Royal Dornoch unveils revised seventh hole

  • Dornoch
    Royal Dornoch and Matthew Harris

    Royal Dornoch in Scotland has unveiled its new seventh hole

  • Dornoch
    Royal Dornoch and Matthew Harris

    The hole now plays to the right of the previous fairway, and the green has been rebuilt in a new location

  • Dornoch
    Royal Dornoch and Matthew Harris

    There sea is now visible throughout the hole, with a new vista behind the green

Richard Humphreys
By Richard Humphreys

Royal Dornoch Golf Club in Scotland has unveiled its new seventh hole and is now preparing to build new tees for the eighth. The changes were proposed by Mackenzie & Ebert.

 

The seventh hole has been pivoted to the right so that the sea is in view for the entire hole, and a new green – a replica of the previous one – has been built. New tees for the eighth hole will be built on the location of the previous seventh green.

 

The work was first proposed after a course review in 2013 and approved by the club in 2015. “I very nearly did not include this concept because it felt almost inconceivable that the members would agree to alter the hole,” said Tom Mackenzie. “It was resoundingly approved – lesson learnt.”

 

“The view from the seventh tee is one of the most famous in the world of golf. Is there a first-time visitor to Dornoch who has not taken that photo down over the course? It seemed frustrating that once down off the tee, the sea disappeared until the green on the highest part of the course. There was plenty of room to the right, so logically, it made sense to rotate the hole that way so that the entire hole enjoyed the same view with a new sea vista behind the green.

 

“The added advantage was that it freed space to restore the eighth, which had been overwhelmed by new clubs and balls. Thirty-seven years ago, when I first moved to Dornoch, even the best players chose whether or not to drive down the scarp. Many opted to stay on the upper level to benefit from a much better view and line to the green. Today, virtually every player drives down to the bottom. The removal of the old seventh green allows the hole to be extended and the tee shot realigned so that the drive is almost parallel to the top of the slope.”

 

The old seventh green was added to the course in 1946 when the course was extended.
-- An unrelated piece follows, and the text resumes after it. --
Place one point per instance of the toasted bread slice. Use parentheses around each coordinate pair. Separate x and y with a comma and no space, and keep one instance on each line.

Mackenzie describes the green and its approach as “rich in options for playing running shots”. Holes six to eleven were also added to the routing that year.

 

Part of the ‘sell’ to the members for our renovation was that we would replicate the green in the new hole,” said Mackenzie. “The sharper players should notice that. They may also notice that, although the hole looks intimidating, the playing corridor is the same width as the original one. At the green, the slope is further away than the gorse bushes that sat to the right of the old green.

 

“The obvious bonus is the glorious views that feature along the entire length of the hole which are as good as the famous view from the tee. It adds to the Dornoch experience.

 

“Once built, the revised eighth will be significantly better too, but that has yet to be unveiled. In some respects, the restoration of the eighth is just as important for the course.”

 

The new seventh hole is now fully open, with the eighth tees to be built this winter.

 

“Bizarrely, the project has benefited from the Covid situation because the seeded grass has had a period of lockdown rest and, although back in play now, levels of play are reduced, allowing the turf to establish fully,” said Mackenzie.